Herzog Christopher, Dogan Selami, Diebold Thomas, Khan Mohamed Fahwad, Ackermann Hanns, Schaller Stefan, Flohr Thomas G, Wimmer-Greinecker Gerhardt, Moritz Anton, Vogl Thomas J
Institute for Diagnostic and Interventional Radiology, J. W. Goethe-University Frankfurt, Theodor-Stern-Kai 7, 60590 Frankfurt, Germany.
Radiology. 2003 Oct;229(1):200-8. doi: 10.1148/radiol.2291020630.
To assess multi-detector row spiral computed tomography (CT) for preoperative evaluation of patients undergoing totally endoscopic coronary artery bypass grafting and to correlate the data with coronary angiographic and intraoperative findings.
Thirty-six patients preoperatively underwent multi-detector row CT (4 x 1-mm collimation, pitch of 1.5, 500-msec rotation time, retrospective electrocardiographic gating, 1.25-mm effective section thickness) and coronary angiography. Assessment criteria for both techniques were visibility and cardiac course of coronary arteries, localization and degree of stenoses, composition of atherosclerotic plaques, and vascular diameter at anastomosis site. Site for distal bypass anastomosis was recommended. Results at multi-detector row CT were calculated relative to results at coronary angiography and surgery.
Multi-detector row CT properly displayed 79.4% (154 of 194) of all surgical relevant coronary segments and 80.4% (434 of 540) of all coronary segments. For coronary angiography, ratios of 88.7% (172 of 194) and 94.6% (511 of 540), respectively, were observed. For detection of calcified plaques, multi-detector row CT results exceeded those at coronary angiography by a difference of 17% (18 of 18 [100%] compared with 15 of 18 [83%]). Hemodynamically relevant stenoses were identified with multi-detector row CT in 76% (42 of 55) of cases. Bridging of coronary segments through either myocardium (four of five) or epicardial fat (two of three) was better identified at multi-detector row CT than it was at coronary angiography (one of five compared with zero of three, respectively). At multi-detector row CT, 76% (28 of 37) of all distal bypass touchdown segments were identified, but at coronary angiography, only 70% (26 of 37) were identified.

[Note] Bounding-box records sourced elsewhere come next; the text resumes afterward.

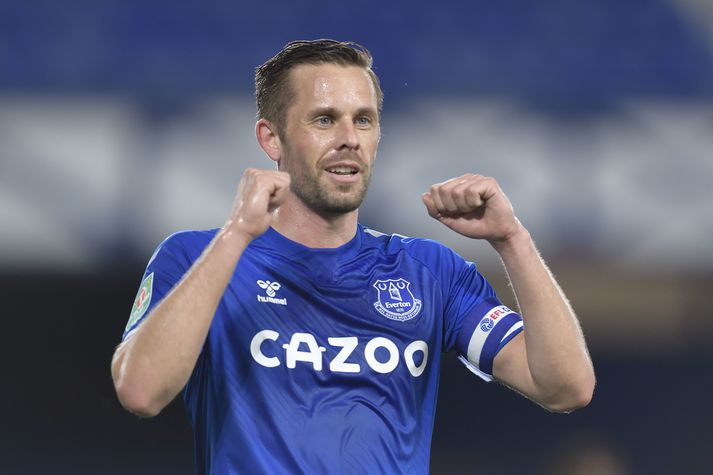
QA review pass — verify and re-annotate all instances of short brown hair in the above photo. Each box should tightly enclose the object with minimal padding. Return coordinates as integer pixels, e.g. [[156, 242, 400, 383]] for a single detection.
[[255, 39, 384, 129]]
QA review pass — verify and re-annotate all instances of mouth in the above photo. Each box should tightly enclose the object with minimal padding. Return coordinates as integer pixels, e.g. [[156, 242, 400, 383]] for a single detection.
[[325, 165, 359, 176]]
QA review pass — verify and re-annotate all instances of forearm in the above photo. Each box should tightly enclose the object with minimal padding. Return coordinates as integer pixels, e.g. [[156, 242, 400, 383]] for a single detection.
[[494, 226, 594, 409], [112, 231, 248, 416]]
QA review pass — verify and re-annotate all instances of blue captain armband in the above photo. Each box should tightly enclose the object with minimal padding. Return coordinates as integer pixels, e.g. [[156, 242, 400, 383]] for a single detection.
[[456, 298, 523, 381]]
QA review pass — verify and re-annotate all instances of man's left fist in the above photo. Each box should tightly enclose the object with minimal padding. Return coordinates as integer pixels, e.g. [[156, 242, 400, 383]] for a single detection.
[[423, 173, 522, 244]]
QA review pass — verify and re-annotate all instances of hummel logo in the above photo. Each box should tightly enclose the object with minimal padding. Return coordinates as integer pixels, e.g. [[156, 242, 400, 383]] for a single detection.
[[257, 280, 287, 305], [257, 280, 282, 297]]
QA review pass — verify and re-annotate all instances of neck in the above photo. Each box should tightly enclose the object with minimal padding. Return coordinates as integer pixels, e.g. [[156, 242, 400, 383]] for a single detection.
[[272, 197, 358, 248]]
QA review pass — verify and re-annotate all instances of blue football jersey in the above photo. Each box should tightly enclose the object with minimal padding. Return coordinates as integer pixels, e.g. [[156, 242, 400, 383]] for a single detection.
[[124, 226, 522, 475]]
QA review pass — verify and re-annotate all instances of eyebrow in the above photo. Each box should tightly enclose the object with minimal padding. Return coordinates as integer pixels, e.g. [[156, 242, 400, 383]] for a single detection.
[[310, 107, 379, 117]]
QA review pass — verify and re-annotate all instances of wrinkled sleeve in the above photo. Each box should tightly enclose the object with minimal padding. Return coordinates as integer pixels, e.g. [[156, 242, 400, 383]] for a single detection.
[[444, 251, 523, 381], [121, 234, 191, 341]]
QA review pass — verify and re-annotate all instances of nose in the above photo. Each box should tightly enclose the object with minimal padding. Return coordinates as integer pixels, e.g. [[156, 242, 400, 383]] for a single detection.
[[338, 120, 359, 150]]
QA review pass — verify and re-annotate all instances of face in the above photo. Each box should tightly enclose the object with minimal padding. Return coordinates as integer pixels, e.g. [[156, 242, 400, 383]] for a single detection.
[[279, 64, 380, 215]]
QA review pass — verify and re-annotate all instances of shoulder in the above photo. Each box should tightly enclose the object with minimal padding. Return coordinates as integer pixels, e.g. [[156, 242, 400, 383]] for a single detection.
[[361, 227, 463, 265], [149, 229, 218, 264]]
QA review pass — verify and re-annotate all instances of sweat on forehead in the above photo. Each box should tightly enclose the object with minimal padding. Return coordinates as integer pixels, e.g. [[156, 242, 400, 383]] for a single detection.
[[255, 39, 383, 127]]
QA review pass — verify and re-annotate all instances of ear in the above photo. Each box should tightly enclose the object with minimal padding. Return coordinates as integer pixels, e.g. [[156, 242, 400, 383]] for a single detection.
[[255, 119, 282, 163]]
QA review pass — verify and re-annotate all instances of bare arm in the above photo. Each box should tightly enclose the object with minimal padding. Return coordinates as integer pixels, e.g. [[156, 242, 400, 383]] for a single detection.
[[423, 174, 594, 412], [111, 169, 290, 417]]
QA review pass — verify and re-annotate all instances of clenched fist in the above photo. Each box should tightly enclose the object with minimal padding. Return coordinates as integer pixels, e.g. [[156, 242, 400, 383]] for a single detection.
[[224, 168, 290, 241], [423, 173, 521, 244]]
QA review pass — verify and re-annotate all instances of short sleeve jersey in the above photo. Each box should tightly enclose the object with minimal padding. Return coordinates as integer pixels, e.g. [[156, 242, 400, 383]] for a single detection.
[[124, 226, 522, 475]]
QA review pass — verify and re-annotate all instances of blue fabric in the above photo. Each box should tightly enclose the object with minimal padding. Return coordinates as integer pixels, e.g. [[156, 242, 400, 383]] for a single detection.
[[125, 226, 520, 474]]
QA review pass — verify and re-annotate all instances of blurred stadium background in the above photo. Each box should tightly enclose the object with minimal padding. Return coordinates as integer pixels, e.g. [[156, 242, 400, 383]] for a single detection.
[[0, 0, 713, 475]]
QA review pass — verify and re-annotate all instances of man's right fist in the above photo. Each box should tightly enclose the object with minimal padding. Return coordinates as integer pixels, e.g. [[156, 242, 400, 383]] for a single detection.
[[224, 168, 290, 241]]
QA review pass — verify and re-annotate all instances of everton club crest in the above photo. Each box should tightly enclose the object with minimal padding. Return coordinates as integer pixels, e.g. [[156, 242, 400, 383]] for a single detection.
[[374, 279, 422, 322]]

Multi-detector row CT provides extended information about coronary target site and therefore should be regarded as an ideal additive planning tool for complex minimally invasive procedures such as totally endoscopic coronary artery bypass grafting or minimally invasive direct coronary artery bypass grafting.
评估多排螺旋计算机断层扫描(CT)用于接受全内镜冠状动脉旁路移植术患者的术前评估,并将数据与冠状动脉造影及术中发现进行关联。
36例患者术前接受了多排CT(4×1毫米准直,螺距1.5,旋转时间500毫秒,回顾性心电图门控,有效层厚1.25毫米)及冠状动脉造影。两种技术的评估标准均包括冠状动脉的可视性及走行、狭窄的定位及程度、动脉粥样硬化斑块的成分以及吻合部位的血管直径。推荐了远端旁路吻合的部位。多排CT的结果相对于冠状动脉造影及手术结果进行计算。
多排CT正确显示了所有与手术相关冠状动脉节段的79.4%(194个中的154个)以及所有冠状动脉节段的80.4%(540个中的434个)。对于冠状动脉造影,分别观察到的比例为88.7%(194个中的172个)和94.6%(540个中的511个)。对于钙化斑块的检测,多排CT的结果比冠状动脉造影超出17%(18个中的18个[100%]对比18个中的15个[83%])。多排CT在76%(55个中的42个)的病例中识别出了血流动力学相关狭窄。多排CT比冠状动脉造影能更好地识别通过心肌(5个中的4个)或心外膜脂肪(3个中的2个)的冠状动脉节段桥接(分别为5个中的1个对比3个中的0个)。在多排CT上,识别出了所有远端旁路着陆节段的76%(37个中的28个),但在冠状动脉造影上仅识别出70%(37个中的26个)。
多排CT提供了关于冠状动脉靶位点的扩展信息,因此应被视为用于诸如全内镜冠状动脉旁路移植术或微创直接冠状动脉旁路移植术等复杂微创手术的理想辅助规划工具。